A: It will probably always be more difficult, and therefore more risky. But I'm hopeful we can continue to show improvements in reliability. In fact, Congress has directed that we strive to continuously improve human spaceflight safety as we go forward. It's interesting to compare this to other risks that people have accepted in daily life.
For example, consider the safety of passenger cars, in which we lose more than 40,000 people every year in accidents. Railway accidents have several hundred fatalities associated with that form of transportation. There are more than 700 marine accidents each year that have fatalities. Even in general aviation, we have on the order of 600 fatalities per year.
Even though this is the safest period in aviation history, we need to put it in context. We know there will be space transportation accidents in the future, and we need to be prepared for that. We want to minimize those. We want to do everything we can to have this be a safe mode of transportation. But transportation can be risky, and we need to recognize that.
Q: I'd like to get back to the idea that it's taken longer than some people might have thought to get to this new spaceflight era. Some people thought that we'd be seeing suborbital space tourism a couple of years after SpaceShipOne took off, but it always seems to remain a couple of years away. Are there any thoughts you have on why the transition has been more difficult?

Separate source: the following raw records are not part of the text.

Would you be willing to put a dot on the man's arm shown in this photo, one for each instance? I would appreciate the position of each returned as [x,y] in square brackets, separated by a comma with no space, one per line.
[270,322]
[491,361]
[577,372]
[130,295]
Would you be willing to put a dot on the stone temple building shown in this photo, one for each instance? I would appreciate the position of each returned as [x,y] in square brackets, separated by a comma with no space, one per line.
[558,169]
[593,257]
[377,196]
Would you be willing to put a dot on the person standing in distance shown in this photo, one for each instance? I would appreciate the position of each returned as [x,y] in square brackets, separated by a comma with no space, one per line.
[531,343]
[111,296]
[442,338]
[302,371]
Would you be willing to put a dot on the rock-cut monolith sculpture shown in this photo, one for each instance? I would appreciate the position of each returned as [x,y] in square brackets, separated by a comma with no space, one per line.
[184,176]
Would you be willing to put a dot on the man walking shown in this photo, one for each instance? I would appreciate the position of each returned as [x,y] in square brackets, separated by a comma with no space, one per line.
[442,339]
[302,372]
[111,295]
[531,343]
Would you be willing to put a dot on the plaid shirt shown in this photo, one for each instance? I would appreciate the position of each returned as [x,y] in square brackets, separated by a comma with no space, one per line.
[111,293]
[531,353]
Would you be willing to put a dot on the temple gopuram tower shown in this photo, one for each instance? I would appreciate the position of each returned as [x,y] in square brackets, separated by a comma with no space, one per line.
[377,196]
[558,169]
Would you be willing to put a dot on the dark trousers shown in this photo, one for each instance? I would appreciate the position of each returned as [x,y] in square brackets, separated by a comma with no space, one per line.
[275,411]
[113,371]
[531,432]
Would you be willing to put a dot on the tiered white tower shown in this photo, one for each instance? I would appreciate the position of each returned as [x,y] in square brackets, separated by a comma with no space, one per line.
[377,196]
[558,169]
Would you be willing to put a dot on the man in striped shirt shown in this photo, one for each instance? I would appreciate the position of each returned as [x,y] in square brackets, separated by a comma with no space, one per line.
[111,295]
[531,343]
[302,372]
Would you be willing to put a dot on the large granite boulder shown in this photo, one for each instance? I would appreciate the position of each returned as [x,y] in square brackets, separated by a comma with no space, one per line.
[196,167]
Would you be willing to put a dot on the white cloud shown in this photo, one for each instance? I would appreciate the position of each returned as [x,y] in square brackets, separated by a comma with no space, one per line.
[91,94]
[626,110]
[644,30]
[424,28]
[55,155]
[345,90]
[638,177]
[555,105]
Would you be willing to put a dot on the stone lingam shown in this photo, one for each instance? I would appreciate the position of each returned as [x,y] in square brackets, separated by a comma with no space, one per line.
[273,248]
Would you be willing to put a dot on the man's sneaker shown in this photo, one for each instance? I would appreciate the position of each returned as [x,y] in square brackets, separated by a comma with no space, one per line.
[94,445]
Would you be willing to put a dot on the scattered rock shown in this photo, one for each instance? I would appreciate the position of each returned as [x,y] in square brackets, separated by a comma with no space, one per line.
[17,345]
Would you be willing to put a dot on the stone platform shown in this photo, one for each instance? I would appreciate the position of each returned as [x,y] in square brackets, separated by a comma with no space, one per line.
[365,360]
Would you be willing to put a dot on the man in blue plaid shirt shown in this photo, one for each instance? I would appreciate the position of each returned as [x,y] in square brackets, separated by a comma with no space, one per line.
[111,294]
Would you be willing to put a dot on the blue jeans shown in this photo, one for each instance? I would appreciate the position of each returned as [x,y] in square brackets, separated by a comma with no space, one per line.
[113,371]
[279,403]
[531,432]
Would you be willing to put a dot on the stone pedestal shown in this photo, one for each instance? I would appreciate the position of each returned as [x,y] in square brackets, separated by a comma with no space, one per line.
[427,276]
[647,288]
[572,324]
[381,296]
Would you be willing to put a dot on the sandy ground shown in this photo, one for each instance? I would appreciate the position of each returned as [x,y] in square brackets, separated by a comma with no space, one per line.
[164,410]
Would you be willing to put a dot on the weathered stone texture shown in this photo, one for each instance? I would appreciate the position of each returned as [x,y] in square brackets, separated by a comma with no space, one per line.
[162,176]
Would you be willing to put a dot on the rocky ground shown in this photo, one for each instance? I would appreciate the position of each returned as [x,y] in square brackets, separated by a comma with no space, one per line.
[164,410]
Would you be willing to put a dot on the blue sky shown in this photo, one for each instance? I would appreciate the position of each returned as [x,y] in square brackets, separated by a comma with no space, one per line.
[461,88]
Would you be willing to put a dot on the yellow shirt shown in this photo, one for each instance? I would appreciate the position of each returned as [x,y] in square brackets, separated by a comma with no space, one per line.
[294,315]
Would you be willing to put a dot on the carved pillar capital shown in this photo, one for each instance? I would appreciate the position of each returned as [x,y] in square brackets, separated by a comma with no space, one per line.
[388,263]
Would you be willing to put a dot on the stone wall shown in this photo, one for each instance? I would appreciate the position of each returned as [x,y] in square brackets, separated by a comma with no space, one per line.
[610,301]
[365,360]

A: It is hard to predict the future, but the good thing is that all the folks we are seeing in this game right now are focused on safety. These companies recognize how important safety is, and they see that a misstep here or there or a shortcut could mean an accident which could harm the whole industry. So they're taking this very seriously, they're doing it one step at a time, and they're getting ready.
They're not just sitting around and making viewgraphs, or talking about it and shuffling papers. There is real work being done right now to get ready for this. I was just out at Mojave recently to see the rollout of White Knight Two. That's a very impressive aircraft that is going to be part of this overall system that will allow space tourism to take place, and it's done. They're going to be starting flight tests this fall.
Other companies, XCOR Aerospace and Armadillo Aerospace, are flying vehicles right now. So although some people would have liked to see operations begin more quickly than they have, they're coming along. It won't be long before we see the first operations under way.
Q: So if we think about the image of the FAA 50 years from now, it does sound as if you see the profile of the agency's spaceflight side on the rise. Is it possible that the agency will need a new name, like Federal Space and Aviation Administration? Will there have to be a systemic change in the agency to respond to the new era?
A: Once we see these things operating, and we see the larger level of activity in place, it may well be that Congress will decide "Federal Aerospace Administration" or some other set of words would be more appropriate. That's really up to them. But certainly our workload is going to be increasing. The role of private industry in spaceflight is going to be considerably higher over this next decade. We're going to be seeing a shift from having space travel almost exclusively under the purview of government to having private industry being a leading player in commercial space transportation. And we'll be right there with them.
Q: I'm sure you're often asked whether you'd like to go into space yourself. What do you think? Are you looking forward to having a spacesuit with your name on it?
A: I'd love to go. I'm looking forward to that.